Segundo o autor, o “núcleo tribal” de etnias indígenas estaria fadado a duas alternativas, a extinção ou a adaptação. E que mesmo neste processo “adaptativo eles continuam “indígenas”, ou seja, um povo distinto da sociedade brasileira pela qual abdicaram de usos e costumes para se “integrar”.

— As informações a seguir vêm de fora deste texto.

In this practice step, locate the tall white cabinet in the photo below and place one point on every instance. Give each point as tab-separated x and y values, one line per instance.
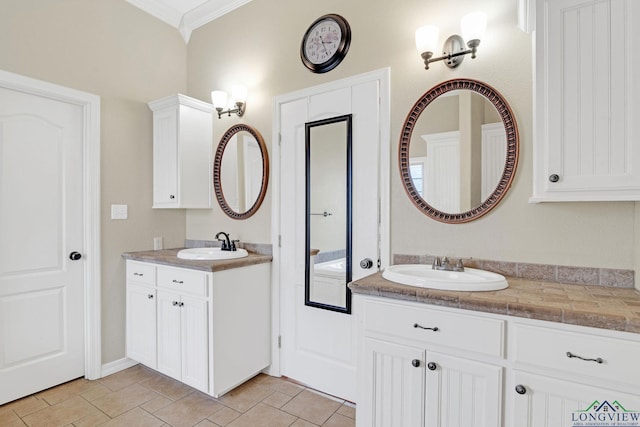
209	330
182	152
587	99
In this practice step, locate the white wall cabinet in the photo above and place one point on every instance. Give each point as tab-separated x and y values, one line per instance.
463	375
182	147
587	100
208	330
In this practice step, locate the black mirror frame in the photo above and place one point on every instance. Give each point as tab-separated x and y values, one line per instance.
349	230
511	161
217	168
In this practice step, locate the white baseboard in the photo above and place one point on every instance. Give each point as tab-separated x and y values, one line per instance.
117	366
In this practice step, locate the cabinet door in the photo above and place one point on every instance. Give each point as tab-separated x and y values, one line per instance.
393	390
462	393
141	324
165	158
586	104
169	340
549	402
195	349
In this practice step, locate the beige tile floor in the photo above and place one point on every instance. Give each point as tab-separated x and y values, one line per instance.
140	397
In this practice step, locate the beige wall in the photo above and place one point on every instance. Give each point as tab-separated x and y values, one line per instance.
258	45
128	58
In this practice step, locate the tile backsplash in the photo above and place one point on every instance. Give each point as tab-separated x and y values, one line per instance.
545	272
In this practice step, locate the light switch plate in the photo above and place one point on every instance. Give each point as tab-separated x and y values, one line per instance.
119	211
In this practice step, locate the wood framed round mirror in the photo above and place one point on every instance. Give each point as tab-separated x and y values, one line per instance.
458	151
240	171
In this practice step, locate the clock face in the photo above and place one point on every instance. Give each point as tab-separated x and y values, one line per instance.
325	43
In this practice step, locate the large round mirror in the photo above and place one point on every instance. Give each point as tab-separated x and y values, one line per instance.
240	171
458	151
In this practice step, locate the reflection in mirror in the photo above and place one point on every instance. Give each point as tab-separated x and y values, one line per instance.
328	213
458	150
240	171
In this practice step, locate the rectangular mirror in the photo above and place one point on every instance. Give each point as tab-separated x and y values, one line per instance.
328	213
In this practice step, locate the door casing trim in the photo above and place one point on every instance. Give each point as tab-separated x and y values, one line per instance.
91	204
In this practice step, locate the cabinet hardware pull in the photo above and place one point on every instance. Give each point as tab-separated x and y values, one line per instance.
434	329
597	359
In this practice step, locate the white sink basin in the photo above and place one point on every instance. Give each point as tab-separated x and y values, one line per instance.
423	276
211	254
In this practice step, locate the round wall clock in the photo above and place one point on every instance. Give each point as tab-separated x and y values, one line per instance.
325	43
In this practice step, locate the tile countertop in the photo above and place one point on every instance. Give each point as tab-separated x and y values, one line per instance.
585	305
169	257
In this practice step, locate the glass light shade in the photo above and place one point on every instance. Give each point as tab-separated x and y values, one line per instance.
219	99
473	26
239	93
427	39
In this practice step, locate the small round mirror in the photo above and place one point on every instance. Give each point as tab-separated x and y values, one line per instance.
240	171
458	151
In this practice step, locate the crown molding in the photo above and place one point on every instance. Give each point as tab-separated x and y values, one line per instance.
188	21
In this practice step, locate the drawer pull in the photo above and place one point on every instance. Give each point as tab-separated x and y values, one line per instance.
434	329
597	359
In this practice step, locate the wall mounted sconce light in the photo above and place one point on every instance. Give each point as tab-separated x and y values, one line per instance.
473	27
238	97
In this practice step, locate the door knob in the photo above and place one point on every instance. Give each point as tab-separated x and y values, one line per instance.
366	263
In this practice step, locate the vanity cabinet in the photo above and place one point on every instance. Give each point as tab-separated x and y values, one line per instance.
415	359
586	100
209	330
455	369
182	152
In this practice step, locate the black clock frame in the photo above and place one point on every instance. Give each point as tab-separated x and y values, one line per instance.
343	47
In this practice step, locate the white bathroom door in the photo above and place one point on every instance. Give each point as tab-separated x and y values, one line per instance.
318	346
41	225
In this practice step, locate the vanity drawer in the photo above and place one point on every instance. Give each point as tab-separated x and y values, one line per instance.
548	348
472	333
183	280
141	272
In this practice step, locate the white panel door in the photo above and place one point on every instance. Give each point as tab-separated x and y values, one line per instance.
319	346
41	223
462	393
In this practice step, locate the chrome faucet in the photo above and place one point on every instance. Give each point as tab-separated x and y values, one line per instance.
447	265
227	244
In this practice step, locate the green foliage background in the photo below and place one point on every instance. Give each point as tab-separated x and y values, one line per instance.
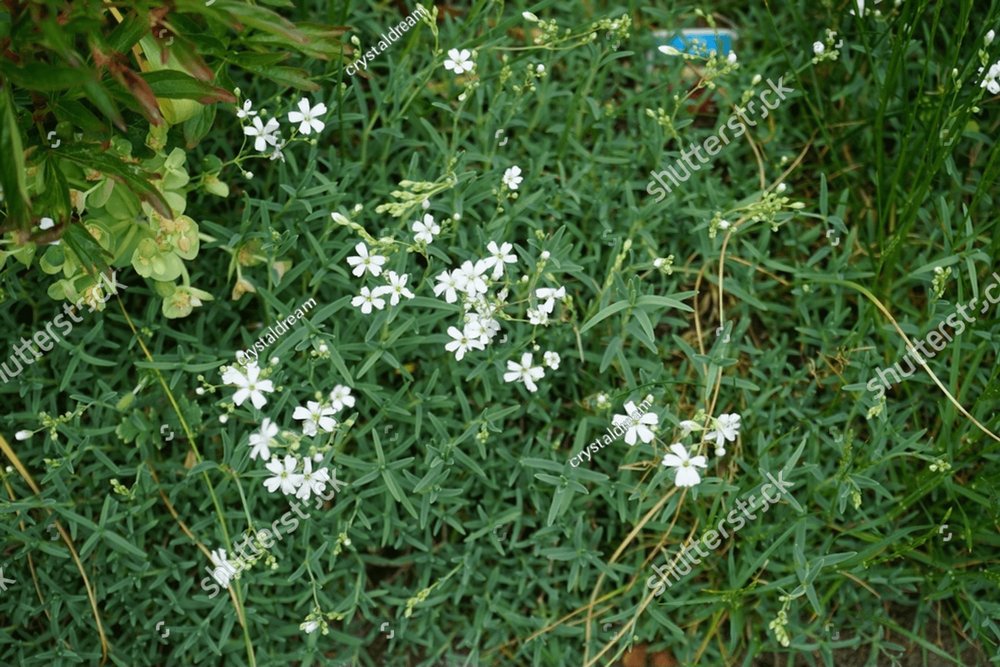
462	507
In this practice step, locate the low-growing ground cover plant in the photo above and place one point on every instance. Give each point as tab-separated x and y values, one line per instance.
413	364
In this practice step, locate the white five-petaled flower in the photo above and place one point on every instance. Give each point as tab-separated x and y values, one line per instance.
498	257
284	475
636	424
341	397
224	569
308	118
687	473
264	135
395	289
470	277
364	262
449	284
312	482
537	317
459	62
247	110
463	341
249	385
315	415
261	440
726	428
990	82
366	300
549	294
427	229
512	177
524	372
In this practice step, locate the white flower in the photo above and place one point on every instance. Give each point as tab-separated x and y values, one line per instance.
313	414
247	110
224	569
341	397
308	117
249	386
261	440
537	317
726	428
687	475
459	61
636	424
512	177
284	475
277	154
463	341
449	284
364	262
426	230
550	295
498	257
524	372
395	289
264	134
990	81
367	299
471	277
312	482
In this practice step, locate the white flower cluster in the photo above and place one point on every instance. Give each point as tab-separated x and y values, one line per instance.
364	262
470	283
314	415
725	428
268	134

O objetivo geral do livro é definido pelo autor como “alcançar uma compreensão acurada das situações

de interação ente índios e frentes de expansão, a fim de chegar a generalizações significativas sobre o

processo de mudança cultural”.

A obra é divida em três partes, na primeira o autor forma uma visão do contato entre s sociedade

indígenas e os segmentos da sociedade, na segunda trata da interação entre brancos e índios promovidas por organizações governamentais e religiosos. A terceira é dedica às analises do autor sobre o caso da transfiguração étnica, da assimilação, da acomodação, dos graus de integração, dos tipos de fronteiras,

dos níveis de integração dentre outros aspectos.

O livro analisa a "integração das populações indígenas no Brasil moderno" desde os finais do século XIX

aos anos 60 deste século. Valendo-se do conceito de transfiguração étnica, Darcy recusa as explicações correntes baseadas nas noções de assimilação ou aculturação. Verifica, historicamente, os vários estágios da passagem do índio tribal ao índio genérico, este marginal nas fronteiras de expansão extrativista, pastoril ou agrícola, a um só tempo discriminado e auto-identificado com seu passado étnico, incorporado

como força de trabalho despossuída e rejeitado simplesmente por "ser índio".